3 Powerful Hardbody Strength Training Tips to Bulletproof Your Knees

Table of Contents:

  1. Introduction
  2. Importance of Knee Health in Strength Training
  3. Strengthening the Vastus Medialis Oblique (VMO)
  4. Enhancing Force Absorption with Jumps
  5. Conclusion


The best type of ability is availability, and when it comes to knee health, this couldn’t be more true. The amount of high school athletes I see wearing weight belts and doing quarter squats makes me sick. It’s not their fault. Trust me, I’ve been there. Back in the day, strength & conditioning was not very common, and there were a limited number of accessible coaches who thoroughly understood how to develop an athlete properly.

Fortunately, now there is almost too much information, and the coaches who have their athletes training improperly often lack understanding of the nervous system’s complexity, anatomy, or prioritize their ego over the athlete’s health.

Importance of Knee Health in Strength Training

When training to reduce the risk of injury to the knee, we must emphasize two areas.

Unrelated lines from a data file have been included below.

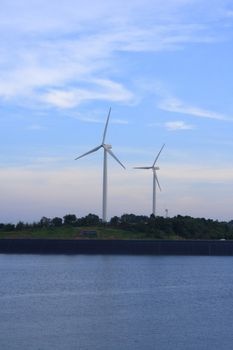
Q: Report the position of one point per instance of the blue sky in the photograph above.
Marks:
(165, 68)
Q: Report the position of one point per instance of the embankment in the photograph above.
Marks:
(92, 246)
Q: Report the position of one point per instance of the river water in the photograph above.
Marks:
(115, 302)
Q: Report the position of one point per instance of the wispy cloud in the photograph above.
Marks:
(177, 106)
(103, 90)
(178, 125)
(56, 56)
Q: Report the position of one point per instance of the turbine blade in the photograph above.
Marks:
(91, 151)
(142, 167)
(113, 155)
(106, 126)
(157, 181)
(158, 155)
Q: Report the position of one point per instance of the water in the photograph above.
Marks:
(115, 302)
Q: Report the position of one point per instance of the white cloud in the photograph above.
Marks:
(53, 48)
(177, 106)
(104, 90)
(178, 125)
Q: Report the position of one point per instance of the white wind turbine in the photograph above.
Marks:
(107, 150)
(155, 180)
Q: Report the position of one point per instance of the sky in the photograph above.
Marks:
(164, 68)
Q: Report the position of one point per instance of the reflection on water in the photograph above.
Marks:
(115, 302)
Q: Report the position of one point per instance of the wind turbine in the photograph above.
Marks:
(107, 150)
(155, 179)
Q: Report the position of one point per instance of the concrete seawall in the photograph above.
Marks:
(140, 247)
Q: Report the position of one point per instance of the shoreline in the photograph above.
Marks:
(120, 247)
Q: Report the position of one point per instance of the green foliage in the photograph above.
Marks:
(128, 226)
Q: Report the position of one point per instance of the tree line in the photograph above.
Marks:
(185, 227)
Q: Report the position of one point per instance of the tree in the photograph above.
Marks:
(70, 219)
(57, 221)
(45, 222)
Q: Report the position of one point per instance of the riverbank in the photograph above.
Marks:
(131, 247)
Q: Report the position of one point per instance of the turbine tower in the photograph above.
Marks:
(155, 179)
(107, 150)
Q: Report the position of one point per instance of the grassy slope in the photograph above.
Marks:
(74, 233)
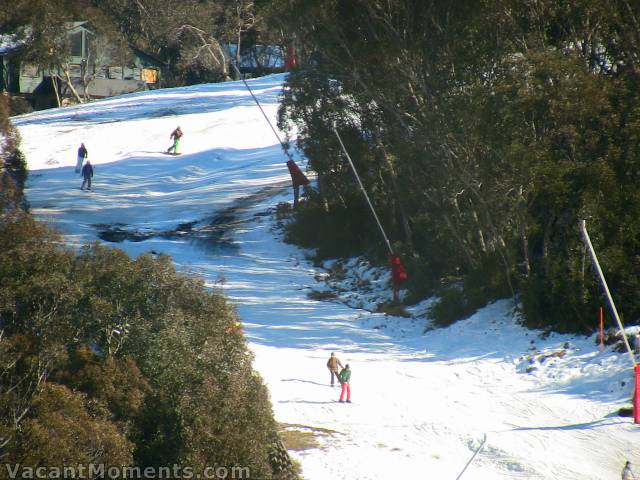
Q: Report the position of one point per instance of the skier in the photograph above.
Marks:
(627, 474)
(175, 135)
(82, 155)
(332, 364)
(87, 173)
(345, 377)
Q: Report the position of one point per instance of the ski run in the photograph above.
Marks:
(422, 401)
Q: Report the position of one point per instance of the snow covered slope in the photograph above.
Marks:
(421, 402)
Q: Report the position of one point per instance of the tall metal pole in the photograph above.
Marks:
(363, 190)
(596, 264)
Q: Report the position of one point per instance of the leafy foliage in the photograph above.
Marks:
(122, 362)
(483, 133)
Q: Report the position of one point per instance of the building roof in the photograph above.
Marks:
(10, 42)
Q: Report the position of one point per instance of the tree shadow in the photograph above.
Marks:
(603, 422)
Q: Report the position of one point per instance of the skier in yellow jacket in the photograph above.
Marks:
(334, 365)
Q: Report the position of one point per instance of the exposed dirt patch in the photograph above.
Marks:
(214, 234)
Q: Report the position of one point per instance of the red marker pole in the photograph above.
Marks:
(601, 328)
(636, 397)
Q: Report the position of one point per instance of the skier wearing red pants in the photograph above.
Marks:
(345, 377)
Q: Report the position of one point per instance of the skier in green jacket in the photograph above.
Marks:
(345, 378)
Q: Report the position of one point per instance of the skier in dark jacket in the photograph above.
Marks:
(82, 155)
(176, 135)
(87, 174)
(345, 378)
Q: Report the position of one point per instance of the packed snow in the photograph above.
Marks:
(422, 400)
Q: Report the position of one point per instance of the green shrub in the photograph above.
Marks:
(452, 305)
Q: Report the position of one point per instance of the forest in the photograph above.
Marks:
(109, 362)
(483, 133)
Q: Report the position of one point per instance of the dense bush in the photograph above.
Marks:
(122, 362)
(483, 134)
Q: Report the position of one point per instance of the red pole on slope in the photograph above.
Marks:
(636, 397)
(601, 328)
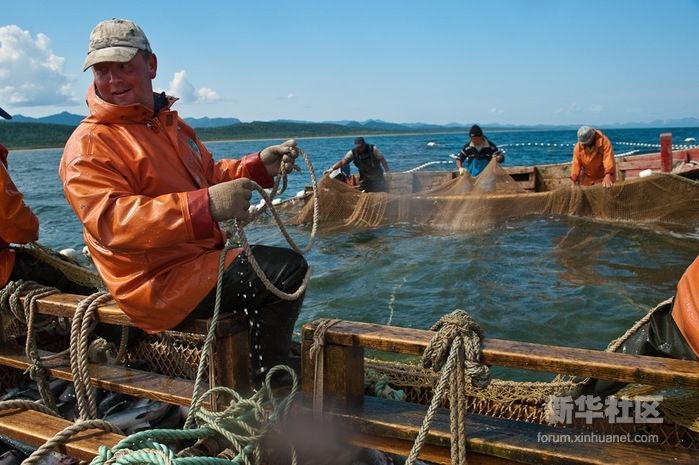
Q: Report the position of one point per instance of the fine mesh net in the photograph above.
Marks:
(462, 203)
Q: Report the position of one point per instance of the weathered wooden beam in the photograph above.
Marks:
(113, 378)
(537, 357)
(35, 428)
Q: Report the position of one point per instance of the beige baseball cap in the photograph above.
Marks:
(115, 40)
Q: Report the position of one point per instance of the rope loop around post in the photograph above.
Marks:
(458, 326)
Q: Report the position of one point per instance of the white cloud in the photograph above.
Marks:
(180, 87)
(289, 96)
(30, 73)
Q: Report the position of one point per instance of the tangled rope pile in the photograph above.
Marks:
(455, 351)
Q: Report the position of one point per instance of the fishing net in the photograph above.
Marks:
(461, 203)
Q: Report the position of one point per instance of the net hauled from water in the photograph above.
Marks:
(463, 203)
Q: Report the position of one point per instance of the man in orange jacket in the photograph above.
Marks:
(672, 331)
(150, 195)
(593, 159)
(19, 225)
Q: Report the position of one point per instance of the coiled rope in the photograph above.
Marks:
(455, 351)
(242, 425)
(253, 263)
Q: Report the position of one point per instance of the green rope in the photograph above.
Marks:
(242, 425)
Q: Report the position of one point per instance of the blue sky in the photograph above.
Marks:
(496, 61)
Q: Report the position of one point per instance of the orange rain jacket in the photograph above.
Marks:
(17, 222)
(138, 184)
(685, 309)
(590, 168)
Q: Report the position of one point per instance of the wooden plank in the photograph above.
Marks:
(509, 440)
(35, 428)
(64, 305)
(538, 357)
(137, 383)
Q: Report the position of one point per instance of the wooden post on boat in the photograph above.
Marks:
(666, 152)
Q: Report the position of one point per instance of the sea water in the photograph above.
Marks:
(561, 281)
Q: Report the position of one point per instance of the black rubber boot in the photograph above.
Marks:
(272, 319)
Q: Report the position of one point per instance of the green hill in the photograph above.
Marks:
(38, 135)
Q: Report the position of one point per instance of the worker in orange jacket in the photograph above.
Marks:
(150, 195)
(19, 225)
(593, 159)
(672, 331)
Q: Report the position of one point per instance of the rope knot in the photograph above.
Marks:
(458, 331)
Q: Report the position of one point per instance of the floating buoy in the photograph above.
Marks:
(70, 253)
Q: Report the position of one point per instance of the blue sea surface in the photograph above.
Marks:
(561, 281)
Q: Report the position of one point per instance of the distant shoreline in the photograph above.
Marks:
(388, 134)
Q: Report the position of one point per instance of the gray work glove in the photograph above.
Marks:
(230, 199)
(274, 155)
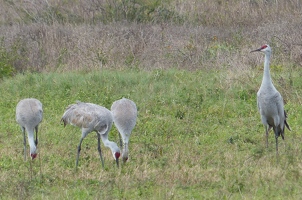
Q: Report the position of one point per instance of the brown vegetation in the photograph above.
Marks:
(63, 35)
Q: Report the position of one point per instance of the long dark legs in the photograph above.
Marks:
(24, 142)
(99, 149)
(266, 134)
(79, 150)
(36, 141)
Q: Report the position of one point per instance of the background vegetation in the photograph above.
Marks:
(187, 66)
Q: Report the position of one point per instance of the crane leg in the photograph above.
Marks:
(24, 142)
(277, 145)
(79, 149)
(36, 141)
(266, 134)
(99, 149)
(121, 142)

The first area is training the vastus medialis oblique (VMO), also known as the teardrop muscle on the inner portion of the knee. This muscle is often very weak compared to the vastus lateralis, one of the quadriceps muscles on the outside portion of the knee. When the strength ratios of these two muscles are significantly out of balance, knee pain is likely to be an issue.

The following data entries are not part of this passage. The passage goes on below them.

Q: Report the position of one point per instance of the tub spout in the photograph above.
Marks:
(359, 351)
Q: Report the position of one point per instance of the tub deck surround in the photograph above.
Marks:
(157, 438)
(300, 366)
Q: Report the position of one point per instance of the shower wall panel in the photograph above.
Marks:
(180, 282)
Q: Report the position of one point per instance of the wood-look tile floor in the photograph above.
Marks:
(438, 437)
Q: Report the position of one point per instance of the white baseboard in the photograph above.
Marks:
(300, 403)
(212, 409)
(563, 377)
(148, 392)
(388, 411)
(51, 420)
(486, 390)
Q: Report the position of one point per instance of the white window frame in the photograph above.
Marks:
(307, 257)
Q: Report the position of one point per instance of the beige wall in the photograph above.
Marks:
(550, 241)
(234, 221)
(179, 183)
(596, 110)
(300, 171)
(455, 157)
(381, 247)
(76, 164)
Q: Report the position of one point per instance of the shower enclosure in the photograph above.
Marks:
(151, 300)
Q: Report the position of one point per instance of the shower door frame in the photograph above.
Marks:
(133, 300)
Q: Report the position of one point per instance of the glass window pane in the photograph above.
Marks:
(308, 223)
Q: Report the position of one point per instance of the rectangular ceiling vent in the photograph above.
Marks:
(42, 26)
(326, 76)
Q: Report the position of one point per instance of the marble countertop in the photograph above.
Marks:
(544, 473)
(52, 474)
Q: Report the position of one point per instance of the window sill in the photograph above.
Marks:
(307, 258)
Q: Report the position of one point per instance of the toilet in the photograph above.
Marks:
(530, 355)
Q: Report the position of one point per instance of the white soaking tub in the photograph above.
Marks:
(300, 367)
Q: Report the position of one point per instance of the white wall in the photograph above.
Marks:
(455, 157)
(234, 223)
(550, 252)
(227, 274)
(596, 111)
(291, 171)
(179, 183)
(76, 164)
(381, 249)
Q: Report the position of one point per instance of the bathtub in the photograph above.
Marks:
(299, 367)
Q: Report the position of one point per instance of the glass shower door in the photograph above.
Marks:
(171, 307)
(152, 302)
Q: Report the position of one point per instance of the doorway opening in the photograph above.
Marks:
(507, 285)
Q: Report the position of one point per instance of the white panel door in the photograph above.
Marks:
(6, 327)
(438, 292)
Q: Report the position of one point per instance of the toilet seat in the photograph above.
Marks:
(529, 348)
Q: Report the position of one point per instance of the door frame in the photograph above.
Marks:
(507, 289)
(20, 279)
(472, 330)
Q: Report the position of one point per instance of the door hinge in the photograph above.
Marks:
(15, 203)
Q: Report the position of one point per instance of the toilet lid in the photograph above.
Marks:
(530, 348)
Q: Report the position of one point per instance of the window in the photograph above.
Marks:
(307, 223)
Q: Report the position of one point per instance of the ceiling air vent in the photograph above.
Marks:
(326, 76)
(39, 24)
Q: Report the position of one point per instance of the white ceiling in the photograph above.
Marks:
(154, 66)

Strengthening the Vastus Medialis Oblique (VMO)

To address this imbalance, following a well-designed training program is crucial. My favorite exercises for knee health include squatting through a full range of motion, pin squats, split stance lunges, and backward sled drags. Each of these exercises offers various beneficial variations.

Example Exercises:

  • Squatting through a full range of motion
  • Pin Squats
  • Split Stance Lunges
  • Backward Sled Drags

Enhancing Force Absorption with Jumps

In addition to strengthening the VMO, ensuring athletes can properly absorb force is essential. We incorporate different jumps that emphasize proper landing mechanics. We are more concerned with our athletes’ ability to absorb force than achieve a high box jump with poor form.

These jumps are performed progressively, starting with low jumps onto a box and gradually increasing height as tolerated. We also use repetitive jumps to improve ankle stiffness and various hop variations (single-leg) to teach athletes to control their bodies and land properly.

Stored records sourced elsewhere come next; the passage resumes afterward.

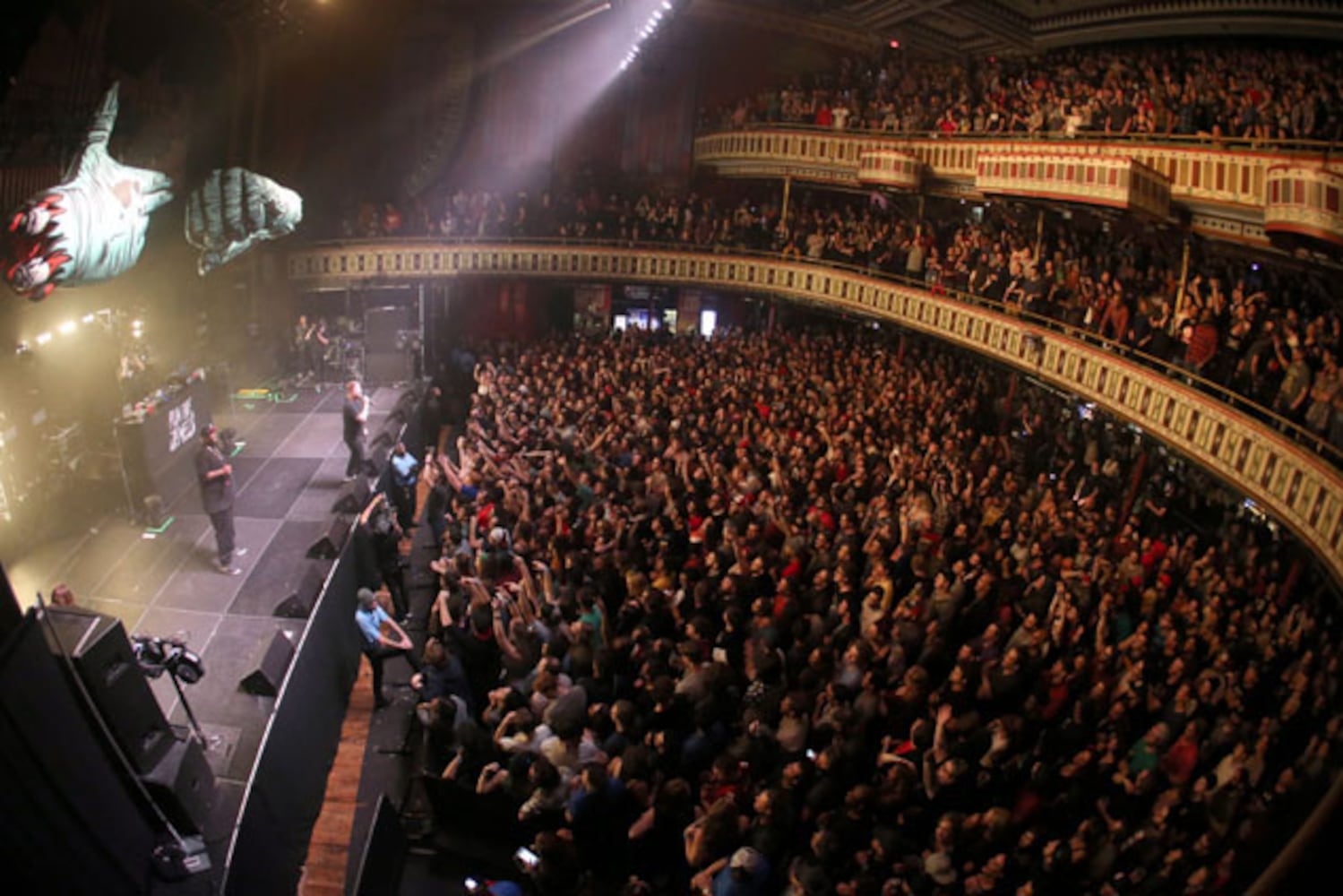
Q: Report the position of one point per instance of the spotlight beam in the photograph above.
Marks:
(544, 34)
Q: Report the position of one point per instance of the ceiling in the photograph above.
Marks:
(957, 27)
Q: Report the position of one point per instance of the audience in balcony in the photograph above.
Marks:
(848, 616)
(1235, 323)
(1147, 89)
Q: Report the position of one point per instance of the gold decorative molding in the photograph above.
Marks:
(1304, 201)
(1233, 180)
(891, 168)
(1098, 180)
(1299, 487)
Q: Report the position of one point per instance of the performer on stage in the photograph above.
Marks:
(303, 333)
(317, 344)
(217, 495)
(383, 638)
(356, 429)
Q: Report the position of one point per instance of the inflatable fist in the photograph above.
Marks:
(89, 228)
(234, 210)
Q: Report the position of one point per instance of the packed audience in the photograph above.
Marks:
(1149, 89)
(1268, 332)
(825, 613)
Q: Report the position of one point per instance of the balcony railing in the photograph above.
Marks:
(1289, 471)
(1227, 175)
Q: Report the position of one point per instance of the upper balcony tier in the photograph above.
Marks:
(1244, 191)
(1241, 444)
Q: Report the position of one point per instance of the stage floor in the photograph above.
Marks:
(287, 477)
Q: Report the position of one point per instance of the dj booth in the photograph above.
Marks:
(158, 441)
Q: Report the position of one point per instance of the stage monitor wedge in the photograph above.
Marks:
(330, 546)
(107, 665)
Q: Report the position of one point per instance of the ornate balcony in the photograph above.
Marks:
(1222, 183)
(1296, 485)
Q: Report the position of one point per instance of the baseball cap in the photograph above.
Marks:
(941, 869)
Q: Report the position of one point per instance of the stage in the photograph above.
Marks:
(288, 474)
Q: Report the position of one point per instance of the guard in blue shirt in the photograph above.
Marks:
(383, 638)
(404, 476)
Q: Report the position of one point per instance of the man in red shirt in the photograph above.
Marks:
(1202, 343)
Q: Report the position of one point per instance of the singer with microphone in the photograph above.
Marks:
(217, 493)
(356, 429)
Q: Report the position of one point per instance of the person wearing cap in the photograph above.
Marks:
(747, 874)
(404, 477)
(217, 493)
(374, 625)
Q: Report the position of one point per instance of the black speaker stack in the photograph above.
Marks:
(172, 769)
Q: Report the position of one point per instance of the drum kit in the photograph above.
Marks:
(345, 358)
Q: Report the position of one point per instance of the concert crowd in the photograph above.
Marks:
(1270, 332)
(831, 613)
(1146, 90)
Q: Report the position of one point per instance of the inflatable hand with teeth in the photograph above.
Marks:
(91, 228)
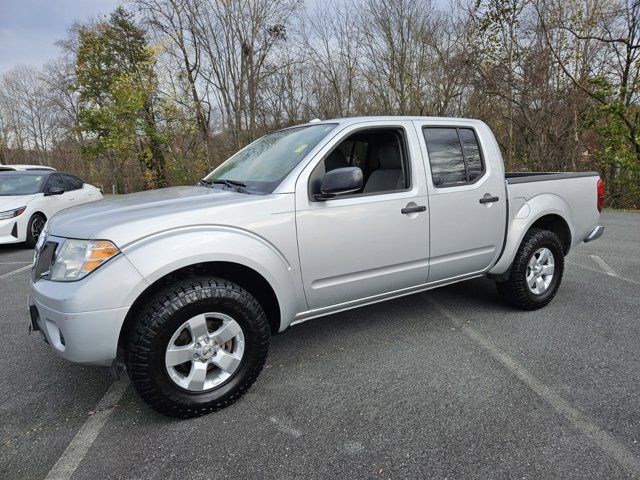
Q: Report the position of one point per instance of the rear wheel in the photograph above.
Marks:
(536, 272)
(197, 347)
(34, 229)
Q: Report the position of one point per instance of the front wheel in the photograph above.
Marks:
(536, 271)
(198, 347)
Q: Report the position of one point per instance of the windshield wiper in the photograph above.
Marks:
(236, 185)
(229, 183)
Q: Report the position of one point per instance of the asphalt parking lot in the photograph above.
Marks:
(444, 384)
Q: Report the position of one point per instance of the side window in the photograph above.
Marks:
(454, 155)
(379, 153)
(56, 181)
(73, 183)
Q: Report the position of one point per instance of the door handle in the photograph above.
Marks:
(413, 209)
(489, 199)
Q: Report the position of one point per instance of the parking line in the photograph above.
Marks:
(22, 269)
(79, 446)
(608, 270)
(581, 421)
(630, 280)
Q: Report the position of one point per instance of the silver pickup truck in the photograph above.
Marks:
(186, 285)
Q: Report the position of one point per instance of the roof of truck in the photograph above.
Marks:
(394, 118)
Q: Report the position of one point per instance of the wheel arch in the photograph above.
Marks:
(242, 275)
(557, 224)
(546, 211)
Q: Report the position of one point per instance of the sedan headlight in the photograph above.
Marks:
(78, 258)
(12, 213)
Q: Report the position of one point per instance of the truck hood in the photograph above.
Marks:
(14, 201)
(125, 218)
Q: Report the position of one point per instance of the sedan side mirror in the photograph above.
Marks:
(54, 191)
(339, 182)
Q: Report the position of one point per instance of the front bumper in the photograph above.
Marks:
(82, 320)
(596, 233)
(87, 337)
(10, 231)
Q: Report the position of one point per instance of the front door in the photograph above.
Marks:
(361, 245)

Progressive Jump Training:

  • Low jumps onto a box (increase height gradually)
  • Jumps over hurdles (increase height as tolerated)
  • Repetitive jumps to improve ankle stiffness
  • Single-leg hop variations

If an athlete trains four times per week, we focus on a different hop/jump emphasis each day: vertical, linear, lateral, and rotational. This exposure to different planes of motion significantly reduces the risk of injury over a long season or high school career.


By following these Hardbody strength training tips, high school athletes can bulletproof their knees, enhancing their performance and reducing the risk of injury. Remember, simple and effective always wins!